Le Directoire de la Banque nationale Suisse (BNS) a baissé son taux directeur de 25 points de base en septembre, conformément aux attentes du marché, réduisant ainsi la cible du taux d’intérêt SARON à 1,0%. Cependant, le Comité de politique monétaire a adopté un ton très accommodant en révisant considérablement à la baisse l'ensemble de la trajectoire d'inflation attendue d'ici 2027, ce qui laisse présager des baisses de taux plus importantes qu’anticipées jusqu’à présent. La réduction du taux directeur à 1,0% en septembre était justifiée par la force significative du franc suisse et son appréciation au cours des trois derniers mois en particulier, ce qui a entraîné des pressions déflationnistes plus importantes que prévu à travers la baisse de l’inflation importée. Le Directoire a également réaffirmé sa volonté de rester actif sur le marché des changes en cas de besoin pour contenir les pressions à la hausse sur le franc suisse en tant que deuxième instrument de sa politique monétaire. Toutefois, en pratique, les interventions de change pourraient conduire à une augmentation supplémentaire du bilan de la BNS, ce qui l’exposerait au risque d’une volatilité accrue de son résultat opérationnel.
En ce qui concerne la trajectoire projetée de l'inflation conditionnelle, elle a été considérablement révisée à la baisse sur l'ensemble de l'horizon de prévision: 1,2% en 2024 (contre 1,3% en juin), 0,6% en 2025 (contre 1,1% en juin) et 0,7% en 2026 (contre 1,0% en juin). L'inflation projetée diminue même à 0,6% à la fin de l'horizon de projection, au cours des deux premiers trimestres de 2027, passant ainsi nettement en dessous de la moyenne de long terme (1,0%). Le premier graphique compare nos prévisions d’inflation avec celles de la BNS et montre que les deux convergent à 0,6% à la fin de l’horizon de prévision en 2027.
Figure 1: Projections d’inflation suisse de Pictet AM & BNS
Source: Pictet Asset Management, CEIC, Refinitiv, BNS
En ce qui concerne les perspectives économiques, après une croissance solide du PIB enregistrée au deuxième trimestre de cette année, tirée par le secteur chimique et pharmaceutique, la croissance devrait rester plutôt modeste dans les trimestres à venir en raison de l'appréciation du franc suisse et d'une croissance mondiale plus modérée. Dans l'ensemble, la BNS prévoit une croissance inférieure au potentiel en 2024, à 1,0%, mais une accélération à 1,5% en 2025, car l'impact négatif de la force du franc suisse devrait s’estomper l'année prochaine. Ceci est une bonne nouvelle car il n’y a pas de récession en vue.

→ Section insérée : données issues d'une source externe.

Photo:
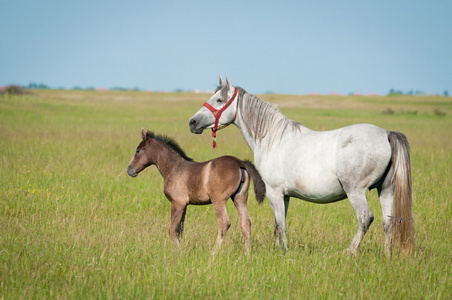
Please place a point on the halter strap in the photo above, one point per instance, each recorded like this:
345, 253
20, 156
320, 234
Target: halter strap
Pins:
217, 114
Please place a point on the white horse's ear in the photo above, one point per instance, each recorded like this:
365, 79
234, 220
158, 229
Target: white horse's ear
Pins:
143, 134
227, 82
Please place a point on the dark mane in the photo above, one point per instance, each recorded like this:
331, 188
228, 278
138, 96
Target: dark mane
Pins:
170, 142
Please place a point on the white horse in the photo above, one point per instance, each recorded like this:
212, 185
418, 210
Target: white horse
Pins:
319, 166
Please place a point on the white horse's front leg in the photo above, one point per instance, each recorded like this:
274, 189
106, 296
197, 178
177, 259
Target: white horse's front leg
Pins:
278, 204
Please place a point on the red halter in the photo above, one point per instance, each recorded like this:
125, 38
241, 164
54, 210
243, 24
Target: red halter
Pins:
217, 114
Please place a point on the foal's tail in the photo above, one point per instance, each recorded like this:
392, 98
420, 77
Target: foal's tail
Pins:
403, 224
259, 185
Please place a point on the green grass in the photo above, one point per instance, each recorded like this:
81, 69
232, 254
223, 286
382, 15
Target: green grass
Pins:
74, 225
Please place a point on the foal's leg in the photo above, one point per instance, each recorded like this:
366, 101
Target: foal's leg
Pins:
223, 222
240, 202
180, 228
359, 203
386, 194
177, 217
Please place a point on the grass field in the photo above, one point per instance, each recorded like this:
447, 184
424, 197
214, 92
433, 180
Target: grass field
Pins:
73, 224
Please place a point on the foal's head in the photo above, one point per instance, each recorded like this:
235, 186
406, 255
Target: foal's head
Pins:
146, 152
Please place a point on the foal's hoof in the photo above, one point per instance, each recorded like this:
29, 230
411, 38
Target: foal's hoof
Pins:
351, 252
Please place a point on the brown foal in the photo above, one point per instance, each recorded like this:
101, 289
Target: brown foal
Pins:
189, 182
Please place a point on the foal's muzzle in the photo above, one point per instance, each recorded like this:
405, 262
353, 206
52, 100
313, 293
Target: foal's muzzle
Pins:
131, 171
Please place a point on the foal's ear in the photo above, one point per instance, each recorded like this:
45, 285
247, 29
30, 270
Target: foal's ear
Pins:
143, 134
228, 84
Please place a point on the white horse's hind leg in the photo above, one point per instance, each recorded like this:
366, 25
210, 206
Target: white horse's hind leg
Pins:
359, 202
279, 210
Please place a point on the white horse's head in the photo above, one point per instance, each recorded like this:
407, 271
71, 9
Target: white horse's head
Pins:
218, 111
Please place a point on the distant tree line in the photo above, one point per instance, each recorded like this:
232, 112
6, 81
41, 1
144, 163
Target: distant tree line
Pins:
394, 92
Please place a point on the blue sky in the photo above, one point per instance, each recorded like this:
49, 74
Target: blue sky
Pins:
290, 47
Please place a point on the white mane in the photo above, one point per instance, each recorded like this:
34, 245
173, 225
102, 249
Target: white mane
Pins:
262, 118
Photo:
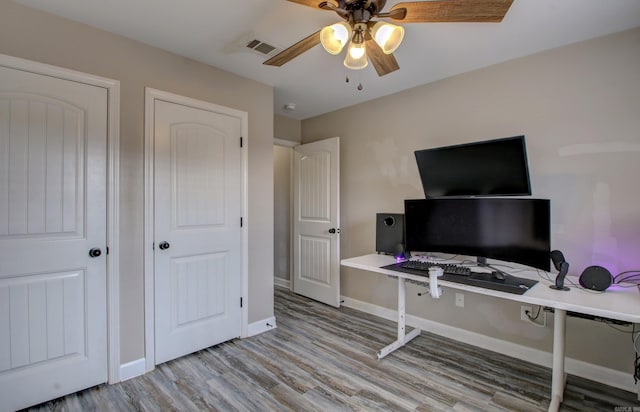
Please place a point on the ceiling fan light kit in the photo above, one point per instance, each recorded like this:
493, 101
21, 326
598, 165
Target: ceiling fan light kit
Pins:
334, 37
387, 35
376, 40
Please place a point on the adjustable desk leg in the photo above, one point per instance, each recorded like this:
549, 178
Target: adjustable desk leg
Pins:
558, 376
402, 337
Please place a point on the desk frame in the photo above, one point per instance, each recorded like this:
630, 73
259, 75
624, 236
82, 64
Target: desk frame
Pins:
543, 296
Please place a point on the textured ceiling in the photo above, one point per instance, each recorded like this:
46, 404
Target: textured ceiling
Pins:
216, 32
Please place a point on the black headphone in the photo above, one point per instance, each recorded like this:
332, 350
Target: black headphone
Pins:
596, 278
562, 266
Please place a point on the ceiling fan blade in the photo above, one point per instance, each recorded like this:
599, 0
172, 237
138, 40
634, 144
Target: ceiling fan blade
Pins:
383, 63
316, 4
452, 11
295, 50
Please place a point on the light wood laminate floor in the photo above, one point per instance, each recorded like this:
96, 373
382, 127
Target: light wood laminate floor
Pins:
324, 359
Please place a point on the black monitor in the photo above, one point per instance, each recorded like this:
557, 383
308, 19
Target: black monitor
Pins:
488, 168
508, 229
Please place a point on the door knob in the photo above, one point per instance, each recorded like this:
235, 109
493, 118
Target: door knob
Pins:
95, 252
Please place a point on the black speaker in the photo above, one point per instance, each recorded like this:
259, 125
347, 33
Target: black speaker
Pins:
596, 278
390, 233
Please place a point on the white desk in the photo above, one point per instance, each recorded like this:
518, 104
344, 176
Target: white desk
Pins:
620, 304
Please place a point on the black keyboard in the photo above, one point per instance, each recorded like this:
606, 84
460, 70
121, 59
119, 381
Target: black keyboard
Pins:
448, 268
464, 275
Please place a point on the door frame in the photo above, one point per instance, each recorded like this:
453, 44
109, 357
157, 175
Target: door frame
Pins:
149, 282
113, 183
290, 145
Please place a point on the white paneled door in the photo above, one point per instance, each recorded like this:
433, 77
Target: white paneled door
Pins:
53, 331
316, 221
198, 233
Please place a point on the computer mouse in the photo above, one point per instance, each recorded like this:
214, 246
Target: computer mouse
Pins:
497, 275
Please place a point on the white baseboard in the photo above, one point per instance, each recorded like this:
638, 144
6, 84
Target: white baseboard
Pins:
132, 369
283, 283
261, 326
607, 376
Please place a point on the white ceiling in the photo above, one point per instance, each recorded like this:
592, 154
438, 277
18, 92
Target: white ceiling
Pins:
216, 32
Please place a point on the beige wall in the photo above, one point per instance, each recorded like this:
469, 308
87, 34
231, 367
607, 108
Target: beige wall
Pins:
282, 162
286, 128
579, 107
45, 38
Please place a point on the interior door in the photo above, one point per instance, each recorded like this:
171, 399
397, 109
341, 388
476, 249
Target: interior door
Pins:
53, 330
316, 221
197, 209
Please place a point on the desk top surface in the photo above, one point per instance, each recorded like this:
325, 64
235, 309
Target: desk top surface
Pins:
615, 303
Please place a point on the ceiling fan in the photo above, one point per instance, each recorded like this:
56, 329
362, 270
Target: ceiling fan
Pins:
378, 39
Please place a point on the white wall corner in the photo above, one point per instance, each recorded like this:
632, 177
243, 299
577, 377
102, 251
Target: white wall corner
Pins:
261, 326
596, 373
283, 283
132, 369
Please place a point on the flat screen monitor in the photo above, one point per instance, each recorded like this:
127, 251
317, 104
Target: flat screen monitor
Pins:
488, 168
508, 229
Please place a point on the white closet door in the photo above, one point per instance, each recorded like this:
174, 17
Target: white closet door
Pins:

Étant donné que l'inflation devrait chuter nettement en dessous de la moyenne à long terme, la valeur cible du taux SARON devrait être considérablement plus faible en 2025, le principal risque étant d'atteindre rapidement la limite des taux d’intérêt à 0% (taux plancher zéro ou ZLB). Dans ce contexte, la communication du comité de politique monétaire de la BNS vise à signaler de nouvelles baisses de taux lors des prochaines réunions du Directoire dans le but de guider le marché vers un taux d’intérêt terminal plus bas qu’anticipé avant la réunion de septembre. Cela implique que la BNS devrait baisser son taux directeur en dessous du taux nominal d’équilibre qui est estimé à environ 1% et qui correspond au niveau actuel du taux SARON cible.
Dans ce contexte de désinflation, nous nous attendons à ce que la BNS réduise son taux directeur de 25 points de base supplémentaires en décembre, puis de 25 points de base supplémentaires en mars 2025, ramenant ainsi la cible du taux SARON à 0,50%. Notre règle de Taylor modifiée illustrée dans le second graphique corrobore bien notre scénario principal pour un taux directeur à 0,50% dès la fin mars 2025.

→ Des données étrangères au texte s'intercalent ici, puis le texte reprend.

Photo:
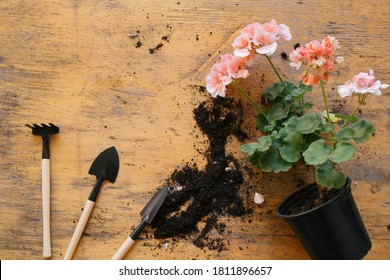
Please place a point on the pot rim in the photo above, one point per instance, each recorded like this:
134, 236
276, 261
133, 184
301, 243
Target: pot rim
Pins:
290, 199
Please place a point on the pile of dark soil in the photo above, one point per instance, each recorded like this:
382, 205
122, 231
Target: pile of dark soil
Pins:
198, 197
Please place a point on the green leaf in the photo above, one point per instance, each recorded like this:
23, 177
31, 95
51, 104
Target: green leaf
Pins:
277, 112
271, 161
299, 91
274, 91
346, 117
342, 153
317, 153
250, 148
291, 125
291, 150
359, 132
264, 143
328, 177
309, 123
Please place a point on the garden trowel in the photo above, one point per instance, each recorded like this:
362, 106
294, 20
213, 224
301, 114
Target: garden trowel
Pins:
104, 167
147, 215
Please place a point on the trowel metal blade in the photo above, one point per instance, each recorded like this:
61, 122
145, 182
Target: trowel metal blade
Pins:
106, 165
154, 204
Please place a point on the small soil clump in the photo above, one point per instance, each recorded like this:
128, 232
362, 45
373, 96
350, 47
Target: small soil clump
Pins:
198, 197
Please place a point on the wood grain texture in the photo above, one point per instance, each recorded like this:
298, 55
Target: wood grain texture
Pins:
74, 64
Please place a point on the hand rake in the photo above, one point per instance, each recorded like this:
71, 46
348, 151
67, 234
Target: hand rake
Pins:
45, 131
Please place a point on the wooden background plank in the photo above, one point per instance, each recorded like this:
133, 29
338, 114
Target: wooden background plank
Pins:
73, 63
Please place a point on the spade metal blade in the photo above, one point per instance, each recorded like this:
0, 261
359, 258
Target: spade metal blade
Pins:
106, 165
152, 207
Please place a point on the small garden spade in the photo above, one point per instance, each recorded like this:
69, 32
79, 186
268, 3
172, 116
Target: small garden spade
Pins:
45, 131
104, 167
147, 215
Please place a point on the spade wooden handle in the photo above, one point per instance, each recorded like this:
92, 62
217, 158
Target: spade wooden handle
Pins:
46, 207
123, 249
79, 229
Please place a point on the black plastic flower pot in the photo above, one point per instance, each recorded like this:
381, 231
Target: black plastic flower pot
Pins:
332, 231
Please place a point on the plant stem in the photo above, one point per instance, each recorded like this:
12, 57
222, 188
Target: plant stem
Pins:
277, 74
249, 99
350, 117
325, 101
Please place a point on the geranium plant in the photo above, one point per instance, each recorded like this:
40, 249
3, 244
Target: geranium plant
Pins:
296, 131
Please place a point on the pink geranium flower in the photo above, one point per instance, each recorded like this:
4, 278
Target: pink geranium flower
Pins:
319, 59
230, 68
261, 37
362, 83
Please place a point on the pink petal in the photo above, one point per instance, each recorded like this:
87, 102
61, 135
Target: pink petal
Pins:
267, 49
284, 31
241, 52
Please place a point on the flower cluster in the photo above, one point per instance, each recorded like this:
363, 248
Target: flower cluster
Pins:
319, 59
224, 72
362, 83
294, 132
261, 37
254, 38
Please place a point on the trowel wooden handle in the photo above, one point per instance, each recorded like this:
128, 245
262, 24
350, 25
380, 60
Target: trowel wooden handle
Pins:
46, 207
79, 229
123, 249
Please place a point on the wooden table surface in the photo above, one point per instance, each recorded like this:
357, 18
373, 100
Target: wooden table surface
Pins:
77, 65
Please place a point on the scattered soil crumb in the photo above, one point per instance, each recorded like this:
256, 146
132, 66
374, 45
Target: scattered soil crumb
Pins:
212, 192
153, 50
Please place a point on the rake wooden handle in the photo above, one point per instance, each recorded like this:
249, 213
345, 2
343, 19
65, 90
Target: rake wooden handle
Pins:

Figure 2: Projections du taux directeur de la BNS basées sur la règle de Taylor de Pictet AM
Source: Pictet Asset Management, CEIC, Refinitiv, BNS
Le risque sur les taux est asymétrique et penche pour un taux SARON dans la fourchette 0-0,25% à fin 2025 voire l’instauration de taux d’intérêt négatifs dans un scénario plus adverse. Dans l'ensemble, le principal risque pour la BNS est de disposer de munitions de politique monétaire limitées à partir de l'année prochaine si le taux directeur est réduit à 0% et si les interventions sur le marché des changes restent limitées en pratique. En cas de développements géopolitiques défavorables, conduisant à une pression soutenue sur le CHF, la BNS pourrait ne pas avoir d’autre choix que de réintroduire des taux d’intérêt négatifs. Toutefois, ce sera un choix difficile car les interventions de change sont un instrument de politique monétaire plus efficace pour lutter contre la déflation importée.